OpenCL Utils#

cherab.iter.tools.opencl.opencl_utils.get_flops(device, verbose=True)#

Returns the theoretical peak performance of specified OpenCL GPU or accelerator. Currently supports only Nvidia, AMD, Intel or Mali GPUs.

Parameters:

device (device_type) – OpenCL device
verbose (bool) – Verbose output. Default: True.

Returns:

Theoretical peak performance in GFLOPs

Return type:

float

cherab.iter.tools.opencl.opencl_utils.get_best_gpu(platforms=None, device_type=12, verbose=True)#

Finds the fastest (in terms of theoretical peak performance) GPU and/or accelerator available in specified OpenCL platforms

Parameters:

platforms (Optional[list[pyopencl._cl.Platform]]) – List of pyopencl platform instances, by default None.
device_type (device_type) – OpenCL device type (GPU, ACCELERATOR, or both), by default pyopencl.device_type.GPU | pyopencl.device_type.ACCELERATOR.
verbose (bool) – Verbose output, by default True.

Returns:

The fastest GPU found

Return type:

pyopencl.Device

cherab.iter.tools.opencl.opencl_utils.get_first_device(platforms=None, device_type=12, verbose=True)#

Returns the first OpenCL device of specified type available in specified OpenCL platforms

Parameters:

platforms (Optional[list[pyopencl._cl.Platform]]) – List of pyopencl platform instances, by default None.
device_type (device_type) – OpenCL device type (CPU, GPU, ACCELERATOR, …), by default pyopencl.device_type.GPU | pyopencl.device_type.ACCELERATOR.
verbose (bool) – Verbose output, by default True.

Returns:

The first GPU found

Return type:

pyopencl.Device

cherab.iter.tools.opencl.opencl_utils.device_select(platfrom_id=None, device_id=None, device_type=12, verbose=True)#

OpenCL device selector.
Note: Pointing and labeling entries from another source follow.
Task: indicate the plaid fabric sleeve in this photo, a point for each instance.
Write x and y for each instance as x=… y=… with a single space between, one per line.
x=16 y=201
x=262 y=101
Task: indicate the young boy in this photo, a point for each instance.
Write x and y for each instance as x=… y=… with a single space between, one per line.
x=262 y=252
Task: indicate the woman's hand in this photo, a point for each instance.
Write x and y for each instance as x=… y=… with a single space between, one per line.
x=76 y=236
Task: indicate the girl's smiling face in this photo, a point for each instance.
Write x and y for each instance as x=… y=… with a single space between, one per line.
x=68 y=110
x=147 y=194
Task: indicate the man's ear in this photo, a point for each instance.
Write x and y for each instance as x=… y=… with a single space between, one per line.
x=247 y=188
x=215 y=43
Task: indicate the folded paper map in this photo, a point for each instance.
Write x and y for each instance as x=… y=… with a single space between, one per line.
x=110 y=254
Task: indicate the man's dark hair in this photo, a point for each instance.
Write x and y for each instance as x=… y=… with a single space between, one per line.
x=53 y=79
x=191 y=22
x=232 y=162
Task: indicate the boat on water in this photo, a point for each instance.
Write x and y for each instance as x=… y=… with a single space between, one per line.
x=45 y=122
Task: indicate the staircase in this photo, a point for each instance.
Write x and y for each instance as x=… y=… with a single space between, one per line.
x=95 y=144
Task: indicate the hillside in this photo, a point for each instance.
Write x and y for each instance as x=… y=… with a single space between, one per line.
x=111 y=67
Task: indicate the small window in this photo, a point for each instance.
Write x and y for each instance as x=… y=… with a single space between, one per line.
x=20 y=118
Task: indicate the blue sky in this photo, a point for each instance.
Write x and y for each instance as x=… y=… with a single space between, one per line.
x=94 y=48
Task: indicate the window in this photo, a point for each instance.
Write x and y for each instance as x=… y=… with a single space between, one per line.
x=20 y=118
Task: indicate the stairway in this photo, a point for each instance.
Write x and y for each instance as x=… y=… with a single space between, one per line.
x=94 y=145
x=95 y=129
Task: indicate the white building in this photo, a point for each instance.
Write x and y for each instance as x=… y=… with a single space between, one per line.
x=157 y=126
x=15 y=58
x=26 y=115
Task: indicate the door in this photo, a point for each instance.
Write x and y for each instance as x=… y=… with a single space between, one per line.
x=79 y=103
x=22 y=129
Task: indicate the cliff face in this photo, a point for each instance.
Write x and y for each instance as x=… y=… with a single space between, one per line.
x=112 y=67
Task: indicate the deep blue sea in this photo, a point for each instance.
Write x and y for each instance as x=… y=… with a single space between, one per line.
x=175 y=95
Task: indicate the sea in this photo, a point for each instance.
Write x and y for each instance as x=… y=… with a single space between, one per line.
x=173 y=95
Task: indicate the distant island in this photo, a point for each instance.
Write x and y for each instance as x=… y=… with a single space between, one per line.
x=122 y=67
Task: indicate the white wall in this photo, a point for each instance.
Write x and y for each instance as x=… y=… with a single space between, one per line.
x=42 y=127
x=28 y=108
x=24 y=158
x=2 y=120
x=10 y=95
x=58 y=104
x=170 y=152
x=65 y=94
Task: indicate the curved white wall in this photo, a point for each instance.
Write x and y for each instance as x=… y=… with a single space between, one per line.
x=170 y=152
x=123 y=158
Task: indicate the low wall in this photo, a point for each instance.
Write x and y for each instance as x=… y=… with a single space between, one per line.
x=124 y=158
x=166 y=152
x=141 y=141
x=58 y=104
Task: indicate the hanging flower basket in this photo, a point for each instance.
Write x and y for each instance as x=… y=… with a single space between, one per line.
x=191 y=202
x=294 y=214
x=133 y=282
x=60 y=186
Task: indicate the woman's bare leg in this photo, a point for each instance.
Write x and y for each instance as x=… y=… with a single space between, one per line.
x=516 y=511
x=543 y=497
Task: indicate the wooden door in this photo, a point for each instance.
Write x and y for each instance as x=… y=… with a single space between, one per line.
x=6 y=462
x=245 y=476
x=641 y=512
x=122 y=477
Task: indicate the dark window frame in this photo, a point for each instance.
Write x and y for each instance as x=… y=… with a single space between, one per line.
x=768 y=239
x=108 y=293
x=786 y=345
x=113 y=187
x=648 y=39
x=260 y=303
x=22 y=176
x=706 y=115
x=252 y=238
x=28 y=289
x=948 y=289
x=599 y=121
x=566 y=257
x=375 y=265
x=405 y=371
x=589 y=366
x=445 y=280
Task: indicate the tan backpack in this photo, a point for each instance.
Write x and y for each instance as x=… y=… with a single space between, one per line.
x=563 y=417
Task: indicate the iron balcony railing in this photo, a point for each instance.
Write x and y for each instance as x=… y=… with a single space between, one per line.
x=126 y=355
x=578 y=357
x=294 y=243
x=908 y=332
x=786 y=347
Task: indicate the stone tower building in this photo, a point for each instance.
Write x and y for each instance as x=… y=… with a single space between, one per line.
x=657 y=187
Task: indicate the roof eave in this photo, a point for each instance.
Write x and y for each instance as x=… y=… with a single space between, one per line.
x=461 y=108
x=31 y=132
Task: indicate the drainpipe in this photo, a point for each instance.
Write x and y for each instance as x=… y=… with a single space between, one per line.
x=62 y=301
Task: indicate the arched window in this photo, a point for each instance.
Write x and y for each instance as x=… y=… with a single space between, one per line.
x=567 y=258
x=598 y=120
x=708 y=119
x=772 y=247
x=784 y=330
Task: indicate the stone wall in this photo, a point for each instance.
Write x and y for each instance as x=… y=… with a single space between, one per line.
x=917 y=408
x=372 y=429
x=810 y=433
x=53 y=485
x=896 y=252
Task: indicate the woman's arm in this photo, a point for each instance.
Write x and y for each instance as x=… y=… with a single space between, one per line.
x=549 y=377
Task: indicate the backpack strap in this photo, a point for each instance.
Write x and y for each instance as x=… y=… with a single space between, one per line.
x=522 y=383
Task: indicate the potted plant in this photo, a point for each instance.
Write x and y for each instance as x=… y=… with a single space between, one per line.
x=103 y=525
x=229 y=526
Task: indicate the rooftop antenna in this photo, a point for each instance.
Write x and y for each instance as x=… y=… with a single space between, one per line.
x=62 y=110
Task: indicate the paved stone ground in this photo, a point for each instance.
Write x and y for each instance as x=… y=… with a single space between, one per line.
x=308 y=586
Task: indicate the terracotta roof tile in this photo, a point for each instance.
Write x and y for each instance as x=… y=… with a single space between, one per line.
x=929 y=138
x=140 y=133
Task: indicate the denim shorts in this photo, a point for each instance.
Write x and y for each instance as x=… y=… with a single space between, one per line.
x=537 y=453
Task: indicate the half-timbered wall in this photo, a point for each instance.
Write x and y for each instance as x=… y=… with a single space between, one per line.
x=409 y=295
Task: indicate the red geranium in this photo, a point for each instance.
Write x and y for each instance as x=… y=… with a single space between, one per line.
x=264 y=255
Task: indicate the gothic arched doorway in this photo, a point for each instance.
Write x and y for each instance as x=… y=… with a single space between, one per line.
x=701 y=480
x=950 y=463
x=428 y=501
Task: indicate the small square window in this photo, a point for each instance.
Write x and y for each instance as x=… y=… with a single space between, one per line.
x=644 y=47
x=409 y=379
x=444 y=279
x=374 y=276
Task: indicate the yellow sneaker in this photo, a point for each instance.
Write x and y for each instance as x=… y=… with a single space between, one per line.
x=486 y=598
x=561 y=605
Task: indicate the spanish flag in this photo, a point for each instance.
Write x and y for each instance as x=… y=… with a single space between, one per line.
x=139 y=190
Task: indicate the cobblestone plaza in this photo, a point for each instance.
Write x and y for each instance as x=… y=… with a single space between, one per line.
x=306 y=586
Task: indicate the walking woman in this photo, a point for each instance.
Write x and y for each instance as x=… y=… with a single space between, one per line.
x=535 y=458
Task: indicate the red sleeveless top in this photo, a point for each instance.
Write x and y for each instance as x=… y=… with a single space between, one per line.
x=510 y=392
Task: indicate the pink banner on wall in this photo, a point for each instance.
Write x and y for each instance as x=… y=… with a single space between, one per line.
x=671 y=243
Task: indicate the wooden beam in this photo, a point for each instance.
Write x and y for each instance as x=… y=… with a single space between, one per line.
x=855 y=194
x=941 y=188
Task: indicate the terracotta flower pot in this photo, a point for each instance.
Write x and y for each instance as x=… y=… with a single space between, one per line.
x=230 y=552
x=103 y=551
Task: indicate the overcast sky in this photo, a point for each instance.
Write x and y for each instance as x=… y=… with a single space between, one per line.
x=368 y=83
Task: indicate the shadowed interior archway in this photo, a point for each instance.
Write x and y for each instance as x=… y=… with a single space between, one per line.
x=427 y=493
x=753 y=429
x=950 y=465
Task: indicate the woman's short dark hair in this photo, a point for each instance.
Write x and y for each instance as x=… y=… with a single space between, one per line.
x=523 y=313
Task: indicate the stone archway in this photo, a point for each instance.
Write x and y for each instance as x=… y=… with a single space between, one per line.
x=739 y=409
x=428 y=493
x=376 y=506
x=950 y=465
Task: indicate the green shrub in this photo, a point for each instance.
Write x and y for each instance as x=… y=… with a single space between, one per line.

Returns the most powerfull OpenCL device availabe if device_type is GPU or accelerator or the first OpenCL device available if device_type is CPU.

Parameters:

platfrom_id (Optional[int]) – OpenCL platform ID, by default None.
device_id (Optional[int]) – OpenCL device ID (in the selected OpenCL platform), by default None.
device_type (device_type) – The type(s) of OpenCL device, by default pyopencl.device_type.GPU | pyopencl.device_type.ACCELERATOR.
verbose (bool) – Verbose output, by default True

Returns:

Selected OpenCL device.

Return type:

pyopencl.Device

Sart OpenCL#

class cherab.iter.tools.opencl.sart_opencl.SartOpencl(geometry_matrix, laplacian_matrix=None, device=None, block_size=256, copy_column_major=True, block_size_row_maj=64, use_atomic=True, steps_per_thread=64)#

Bases: object

This is a GPU version of invert_sart and invert_constrained_sart functions from the CHERAB. The geometry matrix and Laplacian matrix are provided on initialisation because they must be copied to GPU memory, which takes time. Then, inversions may be performed multiple times for different measurement vectors without copying the matrices each time. If required, the Laplacian matrix can be updated in any time by calling update_laplacian_matrix (new_laplacian_matrix) method.

Parameters:

geometry_matrix (ndarray) – The sensitivity matrix describing the coupling between the detectors and the voxels. Must be an array with shape (Nd, Ns).
laplacian_matrix (ndarray | None) – The laplacian regularisation matrix of shape (Ns, Ns). If not provided, the unconstrained SART inversion will be performed, by default None
device (pyopencl.Device) – OpenCL device which will be used for computations, by default None (autoselect).
block_size (int) – Number of GPU threads per block. Must be the power of 2. For the best performance try from 256 to 1024 for Nvidia (use 1024 on high-end GPUs), from 64 to 256 for AMD and from 16 to 64 for Intel GPUs, by default 256.
copy_column_major (bool) – If True, the two copies of geometry matrix will be stored in the GPU memory. One in row-major order and the other one in column-major order. This provides much better performance of the inversions but requires twice as much GPU memory. Set this to False if there is not enough GPU memory or if the SART inversion will be called only once, by default True.
block_size_row_maj (int) – If copy_column_major is set to False, this parameter defines the number of GPU threads per block in mat_vec_mult_row_maj() kernel used to calculate y_hat. Must be lower than block_size, by default 64 (optimal value for Nvidia GPUs).
use_atomic (bool) – If True, increases the number of thread blocks that can run in parallel with the help of atomic operations(custom atomic add on floats). Set this to False, if the atomic operations are running slow on your device (Nvidia GPUs before Kepler, some AMD APUs, some Intel GPUs), by default True.
steps_per_thread (int) – If use_atomic is set to True, this parameters defines the maximum number of loop steps performed by the parallel threads in a single thread block, by default 64 (optimal for Nvidia GPUs).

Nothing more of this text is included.